You can optionally expose a ClusterIP service with an Ingress resource, which will be automatically proxied by an Ingress controller that you deploy. The Ingress controller will itself be a NodePort or LoadBalancer Service. If you choose ingress-nginx for example, then you can have it terminate TLS for your services by associating them with TLS Secrets.
The following is the most robust way to expose workloads to the Internet with Kubernetes:
Internet traffic to
-> Ingress controller LoadBalancer Service (automatically configured NodeBalancer) to
-> Workload ClusterIP Service to
-> Workload Pods
This way, your workloads can only be reached from Internet via Ingress, and expose only a Service network IP in the range 10.128.0.0/16
, which can only be reached from within the cluster. All services also have DNS names within the cluster, which is the preferred way to reach them.
If you do expose your workload with a NodePort or LoadBalancer Service (without using an Ingress), then it's up to you to ensure that the workload has appropriate authentication (via TLS or other means). You can do this by configuring the workload resource (Deployment, StatefulSet, or DaemonSet) with TLS material and authentication configuration that will be specific to the workload that you're running (for example a database or web application).
As a recap, Kubernetes workloads can be reached in one or more ways.
- By Pod IP, 10.2.0.0/16, in-cluster only.
- By Service IP, 10.128.0.0/16, in-cluster only and if the workload has a an associated Service resource of type ClusterIP, NodePort, or LoadBalancer.
- By NodePort, a port on the Nodes in the range 30000 - 32768, from the Internet if the workload has an associated Service resource of type NodePort or LoadBalancer.
- By LoadBalancer, an automatically configured NodeBalancer, from the Internet if the workload as an associated Service resource of type LoadBalancer.
- By Ingress (an HTTP hostname or path), fronted by an Ingress controller of your choice, if the workload has an associated Service and Ingress resource. The Ingress controller should be deployed as LoadBalancer service and your workload should be deployed as a ClusterIP service.
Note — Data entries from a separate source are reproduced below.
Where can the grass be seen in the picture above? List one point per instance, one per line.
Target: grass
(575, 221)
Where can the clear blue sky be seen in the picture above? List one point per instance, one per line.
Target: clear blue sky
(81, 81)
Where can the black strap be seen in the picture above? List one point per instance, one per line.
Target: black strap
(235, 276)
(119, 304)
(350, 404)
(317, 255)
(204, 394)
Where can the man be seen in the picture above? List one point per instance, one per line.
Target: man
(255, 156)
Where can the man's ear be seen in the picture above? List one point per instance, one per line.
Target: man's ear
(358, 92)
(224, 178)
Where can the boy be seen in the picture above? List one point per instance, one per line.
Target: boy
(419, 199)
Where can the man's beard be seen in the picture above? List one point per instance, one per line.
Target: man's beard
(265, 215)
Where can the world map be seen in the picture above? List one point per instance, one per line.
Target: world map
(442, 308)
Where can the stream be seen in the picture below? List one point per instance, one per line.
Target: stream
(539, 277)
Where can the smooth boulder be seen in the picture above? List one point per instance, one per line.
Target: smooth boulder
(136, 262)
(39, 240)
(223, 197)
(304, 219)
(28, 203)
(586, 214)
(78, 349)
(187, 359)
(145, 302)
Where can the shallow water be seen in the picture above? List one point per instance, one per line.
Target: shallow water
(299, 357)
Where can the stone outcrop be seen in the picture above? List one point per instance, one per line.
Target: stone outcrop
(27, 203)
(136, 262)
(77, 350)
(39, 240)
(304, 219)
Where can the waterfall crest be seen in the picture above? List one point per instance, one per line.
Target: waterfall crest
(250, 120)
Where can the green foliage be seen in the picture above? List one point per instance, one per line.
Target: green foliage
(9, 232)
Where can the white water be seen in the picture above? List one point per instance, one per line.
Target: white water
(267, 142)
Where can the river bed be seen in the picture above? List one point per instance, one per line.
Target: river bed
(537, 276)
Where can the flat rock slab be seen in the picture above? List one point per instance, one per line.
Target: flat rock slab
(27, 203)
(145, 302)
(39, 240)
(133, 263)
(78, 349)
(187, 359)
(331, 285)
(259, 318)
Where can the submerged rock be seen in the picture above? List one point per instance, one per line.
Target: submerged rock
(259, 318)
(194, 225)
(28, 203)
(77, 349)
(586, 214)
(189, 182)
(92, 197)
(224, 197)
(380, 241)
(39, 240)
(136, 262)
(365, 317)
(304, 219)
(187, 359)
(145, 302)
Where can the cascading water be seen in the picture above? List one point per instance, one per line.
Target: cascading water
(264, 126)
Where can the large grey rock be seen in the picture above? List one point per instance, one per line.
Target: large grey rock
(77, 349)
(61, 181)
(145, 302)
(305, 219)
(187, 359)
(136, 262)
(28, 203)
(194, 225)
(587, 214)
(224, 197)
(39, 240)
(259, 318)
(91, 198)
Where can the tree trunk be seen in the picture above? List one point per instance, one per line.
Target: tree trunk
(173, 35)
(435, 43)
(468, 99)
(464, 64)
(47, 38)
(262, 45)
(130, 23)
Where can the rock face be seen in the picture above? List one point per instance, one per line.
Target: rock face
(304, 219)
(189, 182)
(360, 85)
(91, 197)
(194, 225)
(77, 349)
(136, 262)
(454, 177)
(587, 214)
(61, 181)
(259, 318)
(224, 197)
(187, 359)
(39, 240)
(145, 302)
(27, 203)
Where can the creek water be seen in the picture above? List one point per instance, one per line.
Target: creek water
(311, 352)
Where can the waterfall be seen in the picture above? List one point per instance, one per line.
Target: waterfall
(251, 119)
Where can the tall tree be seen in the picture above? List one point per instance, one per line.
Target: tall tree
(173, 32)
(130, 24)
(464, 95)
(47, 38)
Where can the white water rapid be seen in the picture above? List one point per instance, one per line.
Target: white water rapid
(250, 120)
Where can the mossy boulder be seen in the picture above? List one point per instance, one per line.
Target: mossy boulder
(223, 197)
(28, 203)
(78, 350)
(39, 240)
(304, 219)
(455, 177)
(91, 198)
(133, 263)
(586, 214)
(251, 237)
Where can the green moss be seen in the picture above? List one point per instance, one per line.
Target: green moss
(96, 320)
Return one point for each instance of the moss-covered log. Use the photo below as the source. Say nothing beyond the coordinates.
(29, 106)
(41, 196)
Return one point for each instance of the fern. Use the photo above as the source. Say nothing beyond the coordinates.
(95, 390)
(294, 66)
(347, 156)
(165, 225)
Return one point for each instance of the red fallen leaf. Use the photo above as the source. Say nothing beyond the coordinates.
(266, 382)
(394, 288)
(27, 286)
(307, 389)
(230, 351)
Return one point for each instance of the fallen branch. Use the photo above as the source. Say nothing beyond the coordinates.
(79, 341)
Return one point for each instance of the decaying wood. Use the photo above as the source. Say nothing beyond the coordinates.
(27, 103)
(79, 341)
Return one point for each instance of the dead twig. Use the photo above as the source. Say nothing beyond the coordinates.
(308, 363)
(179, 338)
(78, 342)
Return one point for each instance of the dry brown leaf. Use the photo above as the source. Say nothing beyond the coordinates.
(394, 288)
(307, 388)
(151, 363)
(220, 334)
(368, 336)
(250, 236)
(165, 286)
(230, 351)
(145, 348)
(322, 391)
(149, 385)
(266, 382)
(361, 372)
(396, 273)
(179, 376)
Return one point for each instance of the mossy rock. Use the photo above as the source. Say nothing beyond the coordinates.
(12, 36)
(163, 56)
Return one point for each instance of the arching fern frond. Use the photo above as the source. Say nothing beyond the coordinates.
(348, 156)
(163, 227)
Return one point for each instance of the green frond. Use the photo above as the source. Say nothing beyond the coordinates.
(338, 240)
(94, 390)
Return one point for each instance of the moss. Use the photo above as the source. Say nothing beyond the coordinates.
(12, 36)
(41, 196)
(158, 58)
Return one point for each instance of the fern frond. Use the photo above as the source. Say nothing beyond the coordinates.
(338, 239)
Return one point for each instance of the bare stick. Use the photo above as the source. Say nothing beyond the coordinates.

For more detail, please refer to the Kubernetes documentation on Services.
Thanks dude,
These ports must be left open:
TCP port 10250 inbound from 192.168.128.0/17, Kubelet health checks
UDP port 51820 inbound from 192.168.128.0/17, Wireguard tunneling for kubectl proxy
TCP 179 inbound from 192.168.128.0/17, Calico BGP traffic
TCP/UDP port 30000 - 32767 inbound from All, NodePorts for workload Services
But what about DDoS kind of attacks?
Here's an additional note on firewalling LKE:
In an LKE cluster, both of the following types of workload endpoints cannot be reached from the Internet:
- Pod IPs, which use a per-cluster virtual network in the range 10.2.0.0/16
- ClusterIP Services, which use a per-cluster virtual network in the range 10.128.0.0/16
All of the following types of workloads can be reached from the Internet:
- NodePort Services, which listen on all Nodes with ports in the range 30000-32768.
- LoadBalancer Services, which automatically deploy and configure a NodeBalancer.
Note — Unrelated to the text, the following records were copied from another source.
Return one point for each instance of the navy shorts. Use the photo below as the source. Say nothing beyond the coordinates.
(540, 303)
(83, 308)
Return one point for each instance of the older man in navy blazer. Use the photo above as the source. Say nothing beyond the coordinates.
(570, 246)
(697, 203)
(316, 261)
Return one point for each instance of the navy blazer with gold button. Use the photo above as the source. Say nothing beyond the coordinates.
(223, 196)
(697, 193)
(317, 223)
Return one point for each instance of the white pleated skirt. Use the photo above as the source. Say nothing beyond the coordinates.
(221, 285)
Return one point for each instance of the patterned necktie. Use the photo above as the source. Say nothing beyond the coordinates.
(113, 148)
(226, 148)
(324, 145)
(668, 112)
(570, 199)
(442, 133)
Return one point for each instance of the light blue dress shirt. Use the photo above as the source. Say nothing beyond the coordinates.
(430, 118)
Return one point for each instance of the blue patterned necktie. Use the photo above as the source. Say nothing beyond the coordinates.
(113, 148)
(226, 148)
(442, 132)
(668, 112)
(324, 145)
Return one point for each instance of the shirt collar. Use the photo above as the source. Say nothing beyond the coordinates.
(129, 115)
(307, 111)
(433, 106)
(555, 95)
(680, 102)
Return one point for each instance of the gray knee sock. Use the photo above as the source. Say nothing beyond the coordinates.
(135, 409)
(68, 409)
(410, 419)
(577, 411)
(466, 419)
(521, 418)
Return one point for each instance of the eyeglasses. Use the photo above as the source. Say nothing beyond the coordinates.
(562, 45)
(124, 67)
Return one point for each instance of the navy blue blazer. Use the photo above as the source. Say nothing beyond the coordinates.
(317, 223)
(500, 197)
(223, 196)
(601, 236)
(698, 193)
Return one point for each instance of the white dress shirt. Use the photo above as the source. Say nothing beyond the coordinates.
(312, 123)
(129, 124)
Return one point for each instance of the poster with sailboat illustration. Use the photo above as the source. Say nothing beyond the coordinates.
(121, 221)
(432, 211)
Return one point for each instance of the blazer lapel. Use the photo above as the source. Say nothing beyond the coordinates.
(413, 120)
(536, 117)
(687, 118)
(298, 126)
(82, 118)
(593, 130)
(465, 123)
- Any manifest which uses hostNetwork: true and specifies a port.
- Most manifests which use hostPort and specify a port.
Exposing workloads to the public Internet through the above methods can be convenient, but they can also carry a security risk. You may wish to manually install firewall rules on your cluster nodes; to do so, please see this community post. Linode is developing services which will allow for greater flexibility for the network endpoints of these types of workloads in the future.
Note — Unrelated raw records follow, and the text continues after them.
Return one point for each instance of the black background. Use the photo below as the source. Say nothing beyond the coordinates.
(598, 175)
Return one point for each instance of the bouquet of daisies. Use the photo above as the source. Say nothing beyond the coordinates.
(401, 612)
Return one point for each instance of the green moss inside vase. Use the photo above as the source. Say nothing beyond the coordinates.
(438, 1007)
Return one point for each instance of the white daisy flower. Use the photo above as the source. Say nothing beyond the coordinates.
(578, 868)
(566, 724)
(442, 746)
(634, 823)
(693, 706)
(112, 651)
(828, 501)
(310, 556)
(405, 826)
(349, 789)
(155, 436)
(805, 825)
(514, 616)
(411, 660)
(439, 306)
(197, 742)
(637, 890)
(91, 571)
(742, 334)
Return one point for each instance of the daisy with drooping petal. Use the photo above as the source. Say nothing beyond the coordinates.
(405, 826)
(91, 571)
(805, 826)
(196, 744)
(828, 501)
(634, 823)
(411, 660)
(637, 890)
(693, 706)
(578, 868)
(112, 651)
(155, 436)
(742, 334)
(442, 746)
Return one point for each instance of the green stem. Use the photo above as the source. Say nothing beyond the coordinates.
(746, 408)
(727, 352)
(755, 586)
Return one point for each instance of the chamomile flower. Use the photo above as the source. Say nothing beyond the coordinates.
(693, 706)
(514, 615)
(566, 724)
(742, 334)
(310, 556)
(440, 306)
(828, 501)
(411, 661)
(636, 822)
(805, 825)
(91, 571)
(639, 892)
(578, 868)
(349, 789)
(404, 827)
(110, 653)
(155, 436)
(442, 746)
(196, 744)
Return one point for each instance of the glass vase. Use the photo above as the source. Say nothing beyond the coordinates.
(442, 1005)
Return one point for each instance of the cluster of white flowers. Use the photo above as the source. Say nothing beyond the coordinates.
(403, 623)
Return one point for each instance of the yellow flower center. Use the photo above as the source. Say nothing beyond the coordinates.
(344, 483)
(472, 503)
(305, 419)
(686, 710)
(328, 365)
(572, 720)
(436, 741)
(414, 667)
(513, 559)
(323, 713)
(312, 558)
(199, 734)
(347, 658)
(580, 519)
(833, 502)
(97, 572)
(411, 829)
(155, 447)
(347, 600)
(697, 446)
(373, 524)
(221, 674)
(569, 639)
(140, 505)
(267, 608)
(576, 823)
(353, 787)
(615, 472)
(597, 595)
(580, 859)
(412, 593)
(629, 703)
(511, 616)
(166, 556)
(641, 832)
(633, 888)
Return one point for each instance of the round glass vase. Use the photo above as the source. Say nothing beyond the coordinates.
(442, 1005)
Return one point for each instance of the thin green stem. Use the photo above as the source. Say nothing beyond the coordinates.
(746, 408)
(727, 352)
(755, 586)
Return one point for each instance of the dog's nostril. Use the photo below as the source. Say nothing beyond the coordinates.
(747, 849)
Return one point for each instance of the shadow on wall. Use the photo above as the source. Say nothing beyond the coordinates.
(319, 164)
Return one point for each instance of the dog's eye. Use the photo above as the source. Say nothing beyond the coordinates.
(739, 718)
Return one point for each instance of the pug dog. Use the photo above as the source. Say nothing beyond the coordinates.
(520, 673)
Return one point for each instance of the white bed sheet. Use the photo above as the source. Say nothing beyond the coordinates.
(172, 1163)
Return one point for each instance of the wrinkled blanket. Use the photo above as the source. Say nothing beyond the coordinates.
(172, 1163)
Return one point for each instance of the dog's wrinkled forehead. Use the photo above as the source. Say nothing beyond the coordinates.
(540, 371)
I'd like to chime in with some additional info from some experiments I've ran on LKE.
As mentioned above LKE nodes are quite open by default (e.g. having SSH port open). On the other hand I wasn't able to find information in the documentation how can I set StackScript for those nodes because they seem to be provisioned from some Linode's internal templates (I'm happy to be corrected on this :) ) For me this means an open SSH port with unknown SSH configuration.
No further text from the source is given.